Но вернёмся к Моте. К моменту нашего повествования он заканчивал седьмой класс средней школы, и, хоть парнишкой был не глупым, особым прилежанием, как равно и дисциплиной, не отличался. Да и не мудрено. Работавшие с раннего утра до позднего вечера родители мало участвовали в его воспитании, а на бабок-дедок, как на ничего в его жизни не смыслящих, он не только «рукой махал», но даже прилюдно всячески избегал общения с ними, стесняясь слишком явного подтверждения своего еврейства. Впрочем, «стесняясь» — слово, наверно, не точное. А что точно? Боялся? Чего? Что обнародуется его национальная принадлежность? Но это и так ни для кого из окружающих секретом не было. Как было сказано, в том «местечке», где жил Мотя, эвакуировавшиеся еврейские семьи составляли большинство. И всё же... Помнится, ещё в пятилетнем возрасте прибежал он домой зарёванный и, ткнувшись в мамины колени, истерически всхлипывая заорал, — "Чего они меня жи-жидён-ком дразнят?! Ск-ка-жи, скаж-жи им, что я не из этих!"

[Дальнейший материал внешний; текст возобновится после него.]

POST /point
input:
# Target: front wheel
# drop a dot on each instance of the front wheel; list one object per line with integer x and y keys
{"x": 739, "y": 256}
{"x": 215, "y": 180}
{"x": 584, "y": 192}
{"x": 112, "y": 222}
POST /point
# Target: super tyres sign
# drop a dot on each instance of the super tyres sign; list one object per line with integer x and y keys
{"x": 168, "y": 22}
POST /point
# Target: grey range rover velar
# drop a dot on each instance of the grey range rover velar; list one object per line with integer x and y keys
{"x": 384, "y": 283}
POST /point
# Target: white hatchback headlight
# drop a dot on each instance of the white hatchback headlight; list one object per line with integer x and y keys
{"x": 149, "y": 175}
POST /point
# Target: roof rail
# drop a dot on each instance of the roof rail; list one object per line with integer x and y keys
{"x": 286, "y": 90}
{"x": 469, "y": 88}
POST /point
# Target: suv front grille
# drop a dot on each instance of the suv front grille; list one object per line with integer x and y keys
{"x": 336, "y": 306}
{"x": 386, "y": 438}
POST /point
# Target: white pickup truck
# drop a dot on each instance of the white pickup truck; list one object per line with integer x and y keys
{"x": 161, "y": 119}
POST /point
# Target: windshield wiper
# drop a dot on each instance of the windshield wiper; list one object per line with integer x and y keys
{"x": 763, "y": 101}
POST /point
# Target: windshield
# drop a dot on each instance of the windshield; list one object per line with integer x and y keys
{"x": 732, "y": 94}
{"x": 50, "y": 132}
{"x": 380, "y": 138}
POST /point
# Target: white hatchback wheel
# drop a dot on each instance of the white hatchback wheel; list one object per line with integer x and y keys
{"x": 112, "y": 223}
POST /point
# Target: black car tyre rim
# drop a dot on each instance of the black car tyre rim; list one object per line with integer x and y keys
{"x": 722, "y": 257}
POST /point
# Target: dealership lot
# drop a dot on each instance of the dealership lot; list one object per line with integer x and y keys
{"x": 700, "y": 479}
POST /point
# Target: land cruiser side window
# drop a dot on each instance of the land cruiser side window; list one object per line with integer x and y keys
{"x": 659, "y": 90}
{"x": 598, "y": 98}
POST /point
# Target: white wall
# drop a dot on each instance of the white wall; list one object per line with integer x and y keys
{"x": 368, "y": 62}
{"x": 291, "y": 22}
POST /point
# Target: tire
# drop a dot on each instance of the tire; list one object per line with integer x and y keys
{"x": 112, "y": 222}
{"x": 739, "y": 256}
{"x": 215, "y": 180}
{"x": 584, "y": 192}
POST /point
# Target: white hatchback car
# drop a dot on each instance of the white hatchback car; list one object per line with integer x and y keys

Значит, что-то всё же ещё тогда царапало...
Не потому ли, едва из их окошка на всю "литвиновку" разносился крик тёти Баси, — "Мὸтеле, а нáресе (глупая) коп! Спеши уже домой ӭсен (кушать), бандит малолетний! Урокэс опять нит гéтан?(не сделал) Их алц (я всё) родителям зὸген!(скажу) " — он втягивал голову в плечи и, петляя, бежал в первую попавшуюся калитку?
Но главное... с некоторых пор, Мотька внезапно оказался под покровительством Кардáна — шестнадцати или семнадцатилетнего шалопая, успевшего уже получить азы криминального образования в "малолетке" и на всей территории района от Молитовки до Гордеевки "державшего шишку". И перед ним, а скорее перед шоблой глядящей ему в рот канавинской шпаны, по Мотькиному разумению, он должен был быть русским.
Покровительству этому предшествовала следующая история.
Признавший Мотькино повзросление (или решивший этому поспособствовать) дядя Боря, ещё с минувшей зимы начавший брать племянника в "походы выходного дня" (в шестидесятые годы прошлого века в молодёжно-студенческой среде практиковалась такая форма активного отдыха, при которой бесчисленные группы туристов с пятницы по воскресенье бродили по маршрутам области), на этот раз уговорил его родителей отпустить сына в пятнадцатидневное путешествие. В так называемую "звёздочку", во время которой начинавшие свой маршрут из разных точек области тургруппы, завершали его на одной поляне у "Большого костра". Об обилии впечатлений, восторгов, навыков и протчая, и протчая, которыми одарил Мотьку тот поход, говорить излишне. Но дело даже не в походе, как таковом, в смысле путешествия по неизвестным местам.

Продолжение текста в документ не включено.